So, if I've understood the primary information "A" option (P.A.) correctly, 
the storage service would publish XML like:
	<Grid>
		<Domain>
			<AdminDomain>
				<StorageService>
					<!-- Further StorageService information here -->

					<StorageResource>
						<ID>glue://gla.scotgrid.ac.uk/SE</ID>
						<Name>ScotGrid-GLA DPM instance</Name>
						<ImplementationName>DPM</ImplementationName>
					</StorageResource>
				</StorageService>		
			</AdminDomain>
		</Domain>
	</Grid>

What's bad here is that the info-provider must know its hierarchy: that it 
inside an AdminDomain, within inside a Domain.  This is ugly; it should not 
need to know this!

In contrast, a Tier-1 site might have no containing Domain.  A storage service 
must then publish information like:    
	<Grid>
		<AdminDomain>
			<StorageService>
				<!-- Storage Service info here -->
			</StorageService>		
		</AdminDomain>
	</Grid>

An alternative (option P.O, see [4]) allows services to provide only the 
information they know (by directly examining the software) and a hint 
(the "site-level" GLUE-ID), this can be avoided.

In fact the "parent" back-link isn't needed: it just makes configuring the 
site-level aggregation a little easier.  One could configure parent-child 
links explicitly (e.g. Services within AdminDomains) and avoid having to 
specify the Parent within the child.

To me, this makes much more sense: each service is (genuinely) providing only 
the information it knows.

Admin sites would aggregate (as with site-level BDIIs currently) and Domains 
then aggregate from multiple AdminSites, as necessary.

> I don't know how MDS 4 performs aggregations at higher 
> level and if this is compatible with its strategies. This is something
> to be investigated.

Yes, it would be interested to compare: I don't know too much about MDS-4


> > As an alternative, suppose One-to-Many relationships be represented as
> > either an XML element hierarchy [...]
>
> yep, this is an option as well. Many options are available.

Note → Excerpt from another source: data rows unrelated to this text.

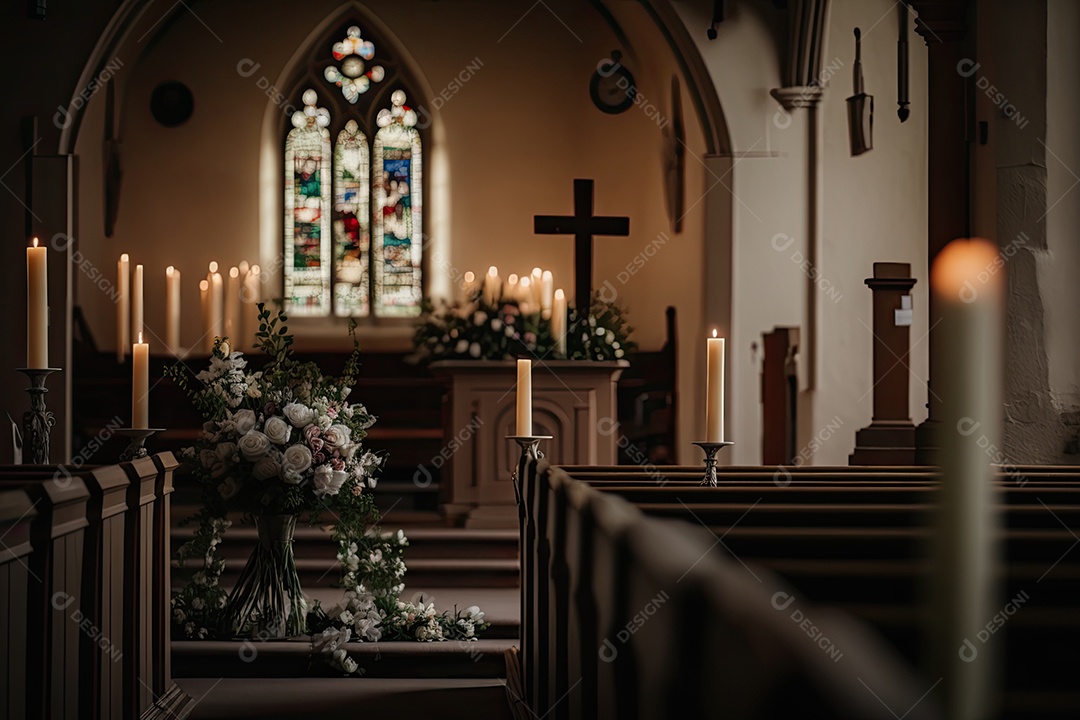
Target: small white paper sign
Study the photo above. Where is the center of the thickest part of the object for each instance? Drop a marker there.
(903, 316)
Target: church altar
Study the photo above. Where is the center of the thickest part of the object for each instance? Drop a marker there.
(574, 402)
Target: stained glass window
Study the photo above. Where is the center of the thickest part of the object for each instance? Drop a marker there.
(395, 189)
(353, 233)
(351, 222)
(307, 211)
(354, 78)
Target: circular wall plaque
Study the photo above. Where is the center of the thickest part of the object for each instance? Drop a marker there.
(172, 104)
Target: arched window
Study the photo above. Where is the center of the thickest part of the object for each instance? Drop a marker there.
(361, 254)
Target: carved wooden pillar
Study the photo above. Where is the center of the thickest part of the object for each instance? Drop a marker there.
(890, 437)
(943, 26)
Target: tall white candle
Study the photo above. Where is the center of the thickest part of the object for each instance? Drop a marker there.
(493, 286)
(173, 310)
(547, 283)
(250, 311)
(216, 302)
(714, 391)
(524, 397)
(207, 335)
(969, 291)
(137, 301)
(232, 309)
(558, 323)
(123, 309)
(140, 383)
(37, 307)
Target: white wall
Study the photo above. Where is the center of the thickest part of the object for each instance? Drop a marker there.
(873, 208)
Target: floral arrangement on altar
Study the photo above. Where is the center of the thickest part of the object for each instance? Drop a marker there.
(277, 444)
(501, 328)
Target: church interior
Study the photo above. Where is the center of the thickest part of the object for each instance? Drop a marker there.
(750, 391)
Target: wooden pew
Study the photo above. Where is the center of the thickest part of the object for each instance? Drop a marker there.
(863, 547)
(612, 559)
(17, 516)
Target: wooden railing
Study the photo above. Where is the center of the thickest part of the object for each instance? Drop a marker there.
(84, 589)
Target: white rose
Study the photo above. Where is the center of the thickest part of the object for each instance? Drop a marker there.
(254, 446)
(328, 481)
(226, 451)
(244, 421)
(278, 430)
(267, 467)
(296, 460)
(298, 415)
(337, 436)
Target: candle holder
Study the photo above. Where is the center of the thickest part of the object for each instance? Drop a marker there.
(711, 449)
(137, 446)
(38, 421)
(530, 449)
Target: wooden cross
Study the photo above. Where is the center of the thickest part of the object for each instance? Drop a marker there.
(583, 226)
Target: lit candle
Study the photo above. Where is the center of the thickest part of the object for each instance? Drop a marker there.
(969, 290)
(250, 298)
(714, 391)
(137, 302)
(547, 282)
(524, 397)
(123, 309)
(173, 310)
(140, 383)
(525, 293)
(37, 307)
(216, 302)
(491, 286)
(207, 336)
(232, 308)
(558, 323)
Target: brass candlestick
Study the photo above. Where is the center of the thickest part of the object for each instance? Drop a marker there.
(711, 449)
(38, 421)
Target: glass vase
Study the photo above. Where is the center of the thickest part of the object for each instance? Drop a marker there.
(267, 602)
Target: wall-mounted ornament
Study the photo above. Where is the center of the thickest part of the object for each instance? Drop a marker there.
(902, 100)
(860, 107)
(172, 104)
(612, 87)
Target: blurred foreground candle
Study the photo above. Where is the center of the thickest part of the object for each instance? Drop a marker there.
(491, 286)
(137, 301)
(123, 309)
(524, 397)
(714, 391)
(37, 307)
(558, 323)
(968, 286)
(140, 383)
(173, 310)
(216, 302)
(250, 299)
(207, 336)
(232, 309)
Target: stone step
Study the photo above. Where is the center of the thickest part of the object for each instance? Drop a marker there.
(293, 659)
(287, 698)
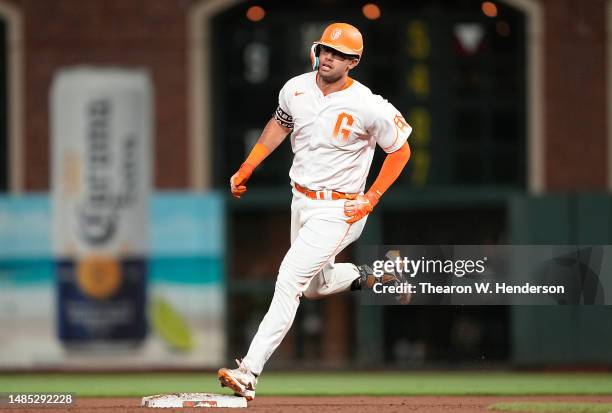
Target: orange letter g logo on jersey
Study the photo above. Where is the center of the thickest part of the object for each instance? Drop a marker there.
(340, 131)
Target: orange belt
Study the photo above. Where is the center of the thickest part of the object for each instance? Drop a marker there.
(325, 194)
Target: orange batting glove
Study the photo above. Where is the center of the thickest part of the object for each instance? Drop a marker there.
(361, 206)
(239, 179)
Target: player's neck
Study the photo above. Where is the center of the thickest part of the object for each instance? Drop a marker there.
(331, 87)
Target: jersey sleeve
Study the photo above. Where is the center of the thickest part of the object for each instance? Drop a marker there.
(283, 112)
(387, 125)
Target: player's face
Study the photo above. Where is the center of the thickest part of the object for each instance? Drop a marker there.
(333, 64)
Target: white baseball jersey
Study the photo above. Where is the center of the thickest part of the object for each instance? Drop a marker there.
(334, 136)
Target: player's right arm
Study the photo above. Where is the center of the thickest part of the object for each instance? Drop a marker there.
(272, 136)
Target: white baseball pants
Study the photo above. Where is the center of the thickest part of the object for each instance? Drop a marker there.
(318, 233)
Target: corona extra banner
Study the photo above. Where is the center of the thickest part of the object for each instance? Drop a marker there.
(101, 135)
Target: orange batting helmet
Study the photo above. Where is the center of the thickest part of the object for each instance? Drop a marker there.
(341, 37)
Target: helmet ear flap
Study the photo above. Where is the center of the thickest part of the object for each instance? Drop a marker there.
(314, 56)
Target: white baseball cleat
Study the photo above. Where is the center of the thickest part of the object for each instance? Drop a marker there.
(241, 380)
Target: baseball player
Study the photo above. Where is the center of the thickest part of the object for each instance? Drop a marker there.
(335, 124)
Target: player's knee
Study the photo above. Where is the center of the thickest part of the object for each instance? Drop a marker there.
(284, 285)
(312, 294)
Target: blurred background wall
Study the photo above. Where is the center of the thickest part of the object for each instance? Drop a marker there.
(509, 101)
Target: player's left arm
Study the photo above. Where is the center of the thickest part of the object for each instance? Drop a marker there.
(392, 168)
(391, 132)
(273, 135)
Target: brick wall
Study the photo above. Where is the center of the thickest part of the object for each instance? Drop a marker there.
(575, 95)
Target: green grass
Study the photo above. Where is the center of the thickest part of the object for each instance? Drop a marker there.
(313, 384)
(551, 407)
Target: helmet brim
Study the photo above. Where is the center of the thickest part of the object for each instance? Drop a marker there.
(341, 49)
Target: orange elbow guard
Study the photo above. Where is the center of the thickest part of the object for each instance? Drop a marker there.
(390, 171)
(257, 155)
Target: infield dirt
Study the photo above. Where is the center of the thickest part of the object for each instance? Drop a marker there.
(419, 404)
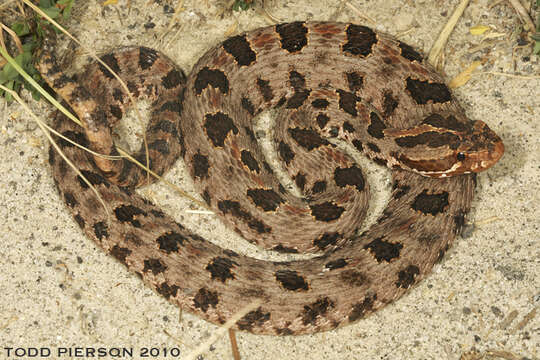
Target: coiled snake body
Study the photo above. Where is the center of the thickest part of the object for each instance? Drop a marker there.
(327, 80)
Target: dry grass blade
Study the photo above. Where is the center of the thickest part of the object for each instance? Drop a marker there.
(6, 4)
(359, 13)
(222, 330)
(517, 76)
(42, 91)
(95, 57)
(523, 14)
(55, 145)
(123, 153)
(437, 48)
(13, 36)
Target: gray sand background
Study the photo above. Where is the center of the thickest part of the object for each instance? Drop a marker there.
(58, 289)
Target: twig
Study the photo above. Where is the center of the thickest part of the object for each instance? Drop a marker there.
(436, 50)
(523, 14)
(507, 74)
(234, 344)
(221, 331)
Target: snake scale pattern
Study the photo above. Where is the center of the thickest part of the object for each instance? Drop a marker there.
(326, 81)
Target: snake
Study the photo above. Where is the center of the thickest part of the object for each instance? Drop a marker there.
(325, 83)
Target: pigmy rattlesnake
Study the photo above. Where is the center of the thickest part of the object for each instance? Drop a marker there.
(327, 80)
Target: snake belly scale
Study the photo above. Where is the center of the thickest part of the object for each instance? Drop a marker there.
(326, 80)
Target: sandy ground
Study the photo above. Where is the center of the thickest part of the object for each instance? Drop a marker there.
(59, 290)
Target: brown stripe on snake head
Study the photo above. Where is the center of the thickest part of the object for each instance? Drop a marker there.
(205, 299)
(424, 91)
(431, 139)
(450, 122)
(428, 166)
(220, 268)
(290, 280)
(360, 40)
(293, 36)
(218, 126)
(147, 57)
(216, 78)
(307, 138)
(350, 176)
(266, 199)
(326, 211)
(407, 276)
(383, 250)
(240, 49)
(376, 126)
(431, 203)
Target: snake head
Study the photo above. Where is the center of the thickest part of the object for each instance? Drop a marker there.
(478, 150)
(443, 146)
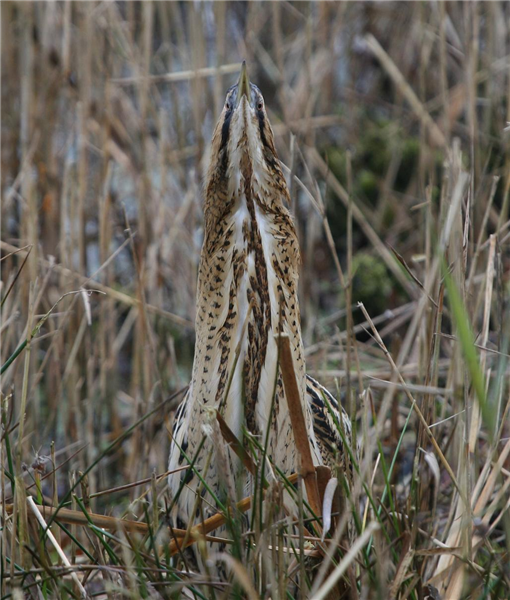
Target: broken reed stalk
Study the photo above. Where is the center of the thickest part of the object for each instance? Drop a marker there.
(213, 523)
(297, 420)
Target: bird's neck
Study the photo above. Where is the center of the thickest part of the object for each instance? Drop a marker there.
(247, 293)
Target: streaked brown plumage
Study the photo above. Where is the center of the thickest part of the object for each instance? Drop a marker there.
(247, 292)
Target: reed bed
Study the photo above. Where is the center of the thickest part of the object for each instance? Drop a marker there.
(392, 121)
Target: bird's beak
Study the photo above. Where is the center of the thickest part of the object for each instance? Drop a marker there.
(243, 85)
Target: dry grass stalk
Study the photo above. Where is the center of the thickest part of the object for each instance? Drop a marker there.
(297, 418)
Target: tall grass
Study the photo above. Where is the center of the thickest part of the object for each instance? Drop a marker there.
(392, 119)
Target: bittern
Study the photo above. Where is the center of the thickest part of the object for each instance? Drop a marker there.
(247, 293)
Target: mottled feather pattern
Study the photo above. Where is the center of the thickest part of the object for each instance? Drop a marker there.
(247, 293)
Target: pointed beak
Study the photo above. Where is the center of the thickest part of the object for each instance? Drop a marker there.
(243, 85)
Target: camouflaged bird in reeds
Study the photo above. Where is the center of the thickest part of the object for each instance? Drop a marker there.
(247, 293)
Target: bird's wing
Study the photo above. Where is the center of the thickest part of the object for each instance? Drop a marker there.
(329, 418)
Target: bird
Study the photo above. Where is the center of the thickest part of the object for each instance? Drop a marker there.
(247, 294)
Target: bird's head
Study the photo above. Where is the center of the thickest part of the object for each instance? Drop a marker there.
(243, 136)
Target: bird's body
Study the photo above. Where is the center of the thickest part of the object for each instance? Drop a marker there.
(247, 294)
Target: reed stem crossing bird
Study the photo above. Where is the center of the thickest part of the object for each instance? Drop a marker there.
(247, 293)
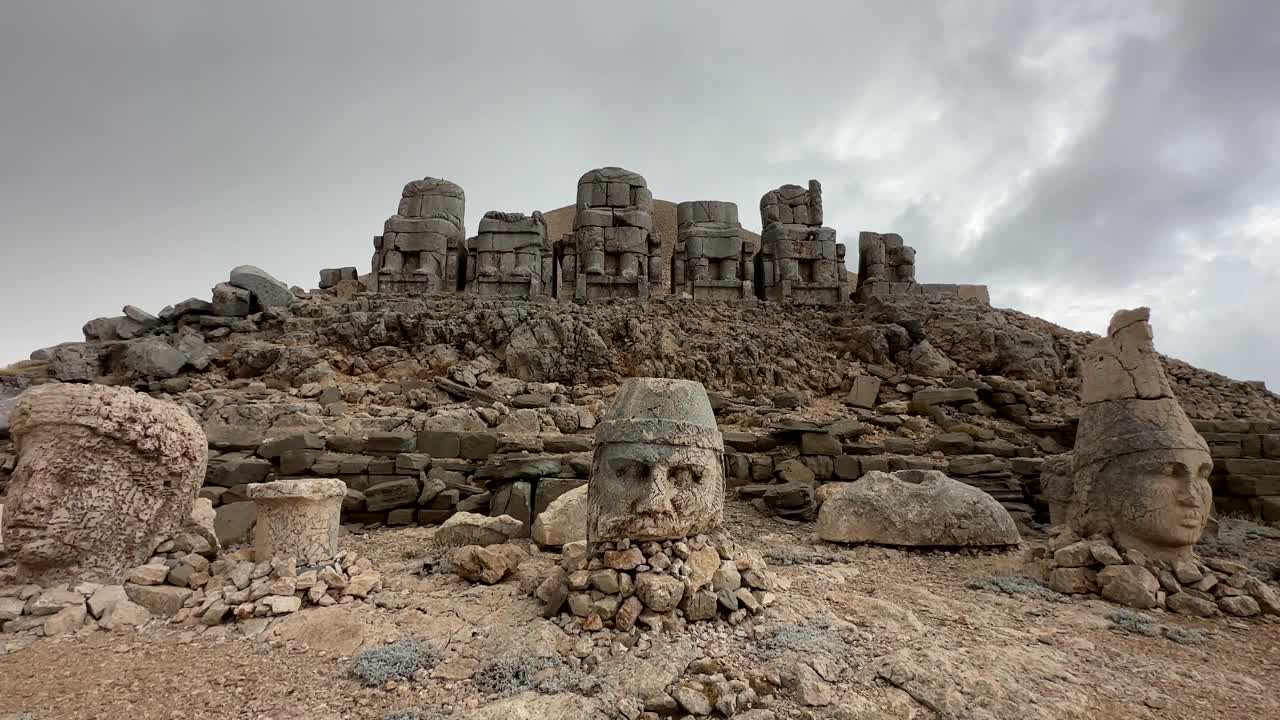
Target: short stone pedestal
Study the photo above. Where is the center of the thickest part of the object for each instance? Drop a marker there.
(297, 519)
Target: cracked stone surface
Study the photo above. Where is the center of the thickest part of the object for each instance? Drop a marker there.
(104, 474)
(1141, 470)
(657, 472)
(297, 519)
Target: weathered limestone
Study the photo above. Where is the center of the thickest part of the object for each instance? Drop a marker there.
(800, 260)
(512, 258)
(713, 259)
(104, 474)
(423, 247)
(914, 507)
(297, 519)
(657, 473)
(1141, 470)
(885, 264)
(613, 251)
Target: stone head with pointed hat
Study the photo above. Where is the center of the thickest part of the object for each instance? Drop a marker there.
(658, 466)
(1141, 470)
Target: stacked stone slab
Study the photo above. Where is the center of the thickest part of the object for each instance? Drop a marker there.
(613, 251)
(800, 260)
(713, 258)
(1246, 466)
(423, 247)
(886, 265)
(512, 256)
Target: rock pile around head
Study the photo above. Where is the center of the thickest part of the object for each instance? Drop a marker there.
(192, 589)
(657, 583)
(1201, 587)
(914, 507)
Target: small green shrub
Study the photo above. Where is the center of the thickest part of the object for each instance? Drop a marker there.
(414, 715)
(504, 677)
(1015, 586)
(393, 661)
(816, 637)
(1143, 624)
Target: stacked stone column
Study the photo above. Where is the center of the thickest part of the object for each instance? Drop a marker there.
(613, 251)
(511, 256)
(423, 247)
(886, 265)
(713, 258)
(800, 259)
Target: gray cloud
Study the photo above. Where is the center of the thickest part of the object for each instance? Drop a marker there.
(1075, 156)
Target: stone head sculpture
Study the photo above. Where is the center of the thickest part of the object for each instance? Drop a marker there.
(104, 474)
(658, 472)
(1141, 470)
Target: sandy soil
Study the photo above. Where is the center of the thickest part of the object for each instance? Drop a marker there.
(905, 615)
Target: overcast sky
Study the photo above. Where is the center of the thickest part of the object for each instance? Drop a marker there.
(1077, 156)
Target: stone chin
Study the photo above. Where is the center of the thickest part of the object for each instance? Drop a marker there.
(650, 528)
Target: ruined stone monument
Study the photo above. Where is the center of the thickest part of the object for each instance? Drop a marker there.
(613, 251)
(886, 265)
(654, 548)
(511, 258)
(657, 473)
(800, 260)
(883, 258)
(713, 259)
(104, 474)
(297, 519)
(914, 507)
(1141, 470)
(423, 247)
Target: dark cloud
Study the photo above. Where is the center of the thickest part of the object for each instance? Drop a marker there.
(1078, 156)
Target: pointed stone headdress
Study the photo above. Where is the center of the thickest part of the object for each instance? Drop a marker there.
(661, 411)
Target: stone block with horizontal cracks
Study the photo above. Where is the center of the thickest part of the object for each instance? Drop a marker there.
(512, 256)
(423, 249)
(799, 260)
(297, 519)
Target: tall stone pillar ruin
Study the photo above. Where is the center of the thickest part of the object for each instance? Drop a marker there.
(800, 260)
(511, 256)
(713, 258)
(613, 251)
(423, 247)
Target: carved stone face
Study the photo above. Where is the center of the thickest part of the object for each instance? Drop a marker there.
(1161, 501)
(656, 492)
(657, 472)
(82, 515)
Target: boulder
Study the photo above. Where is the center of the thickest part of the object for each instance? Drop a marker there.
(159, 600)
(563, 520)
(152, 358)
(470, 528)
(914, 507)
(232, 301)
(485, 565)
(1129, 586)
(266, 290)
(233, 523)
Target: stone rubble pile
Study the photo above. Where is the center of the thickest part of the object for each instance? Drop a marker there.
(1202, 587)
(192, 589)
(656, 583)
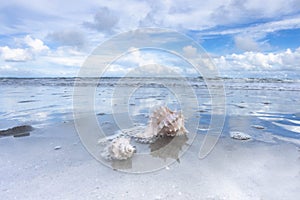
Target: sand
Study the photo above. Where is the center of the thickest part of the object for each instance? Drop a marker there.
(34, 168)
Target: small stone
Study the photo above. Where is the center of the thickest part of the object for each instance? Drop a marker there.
(57, 147)
(258, 127)
(239, 135)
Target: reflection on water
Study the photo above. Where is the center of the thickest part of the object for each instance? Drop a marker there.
(271, 103)
(168, 147)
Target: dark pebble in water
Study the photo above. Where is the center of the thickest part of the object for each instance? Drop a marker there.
(17, 131)
(258, 127)
(57, 147)
(27, 101)
(22, 134)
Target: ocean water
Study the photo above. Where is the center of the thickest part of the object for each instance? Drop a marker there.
(267, 109)
(52, 163)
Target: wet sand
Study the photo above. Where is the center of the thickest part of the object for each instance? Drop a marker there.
(32, 168)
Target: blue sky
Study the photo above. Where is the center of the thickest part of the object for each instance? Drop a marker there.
(50, 38)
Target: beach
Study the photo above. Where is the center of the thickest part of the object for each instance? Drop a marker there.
(52, 162)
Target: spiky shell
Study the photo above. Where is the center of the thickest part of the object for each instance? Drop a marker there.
(119, 149)
(166, 122)
(163, 122)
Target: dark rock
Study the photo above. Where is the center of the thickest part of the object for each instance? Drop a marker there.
(17, 131)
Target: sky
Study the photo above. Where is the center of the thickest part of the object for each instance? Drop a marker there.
(246, 38)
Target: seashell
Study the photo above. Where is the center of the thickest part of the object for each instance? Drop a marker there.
(118, 149)
(164, 122)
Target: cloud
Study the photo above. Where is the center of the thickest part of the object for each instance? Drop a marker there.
(246, 43)
(15, 55)
(104, 20)
(286, 60)
(36, 45)
(31, 48)
(67, 38)
(190, 51)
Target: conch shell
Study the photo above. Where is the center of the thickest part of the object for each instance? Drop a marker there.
(164, 122)
(118, 149)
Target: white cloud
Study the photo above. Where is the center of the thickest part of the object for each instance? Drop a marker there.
(73, 38)
(246, 43)
(286, 60)
(260, 30)
(190, 51)
(15, 55)
(36, 45)
(104, 20)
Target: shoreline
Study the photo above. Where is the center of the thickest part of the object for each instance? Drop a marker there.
(32, 168)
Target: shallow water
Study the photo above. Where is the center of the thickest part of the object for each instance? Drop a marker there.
(52, 164)
(273, 104)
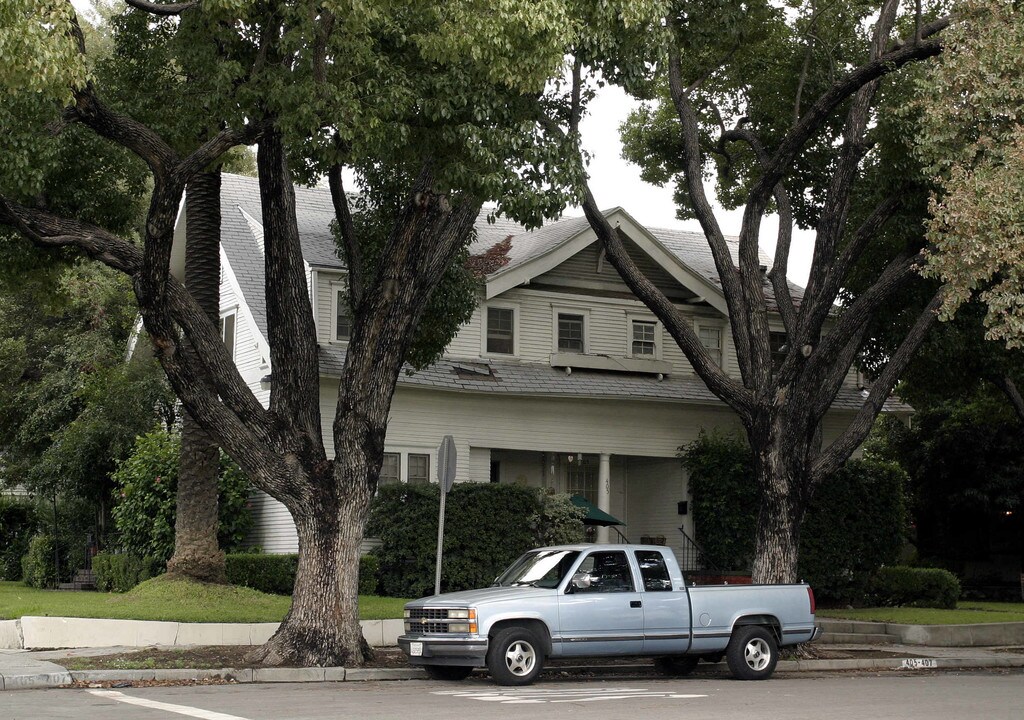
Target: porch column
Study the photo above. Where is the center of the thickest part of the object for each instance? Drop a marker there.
(604, 493)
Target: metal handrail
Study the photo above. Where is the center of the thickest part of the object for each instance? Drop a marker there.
(694, 558)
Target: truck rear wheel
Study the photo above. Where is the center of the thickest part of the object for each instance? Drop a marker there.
(452, 673)
(515, 657)
(752, 653)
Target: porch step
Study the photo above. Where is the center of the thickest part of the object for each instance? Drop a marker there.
(83, 580)
(856, 639)
(854, 632)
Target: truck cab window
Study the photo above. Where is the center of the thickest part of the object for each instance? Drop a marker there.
(653, 570)
(607, 573)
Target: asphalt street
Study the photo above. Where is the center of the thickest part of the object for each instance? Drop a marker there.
(993, 694)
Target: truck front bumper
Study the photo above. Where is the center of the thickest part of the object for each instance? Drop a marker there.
(431, 649)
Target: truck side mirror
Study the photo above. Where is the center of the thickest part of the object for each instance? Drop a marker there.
(581, 581)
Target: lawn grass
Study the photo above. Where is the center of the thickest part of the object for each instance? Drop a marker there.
(169, 600)
(967, 612)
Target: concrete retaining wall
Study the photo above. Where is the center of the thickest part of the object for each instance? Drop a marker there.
(960, 635)
(40, 633)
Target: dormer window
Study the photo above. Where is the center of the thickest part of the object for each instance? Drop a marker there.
(643, 342)
(341, 314)
(500, 333)
(227, 332)
(711, 338)
(571, 333)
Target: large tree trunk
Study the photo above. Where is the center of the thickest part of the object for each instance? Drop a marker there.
(322, 627)
(197, 554)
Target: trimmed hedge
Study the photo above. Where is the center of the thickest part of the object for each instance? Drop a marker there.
(854, 524)
(916, 587)
(275, 574)
(121, 573)
(17, 524)
(486, 526)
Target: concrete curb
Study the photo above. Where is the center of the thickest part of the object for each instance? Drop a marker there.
(45, 633)
(297, 675)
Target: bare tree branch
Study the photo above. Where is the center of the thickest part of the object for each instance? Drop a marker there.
(350, 243)
(162, 9)
(834, 456)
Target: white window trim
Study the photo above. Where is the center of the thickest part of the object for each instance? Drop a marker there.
(569, 310)
(337, 287)
(643, 318)
(403, 454)
(231, 312)
(713, 325)
(515, 328)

Probably, we
> should make one step back and clarify what we want to optimize.
> In my opinion, we should concetrate on giving the final user the easiest
> and more intuitive way to query the properties.

OK.   I've two additional (friendly) amendments:

  a. adjust this to:
	"[easiest and most intuitive way to query] the final, aggregated GLUE/XML 
Schema."

  b. also add:
	"make it easy for components to provide the necessary information."

> For sure, we need more experience on this with a number of queries to be
> written for different approaches.
> One advantage that I like of option A. is that a query would remain
> valid if you query either the primary source of information or the
> aggregated layer.

Whilst I agree this would be nice, do we have a use-case for users querying 
the primary source of information directly?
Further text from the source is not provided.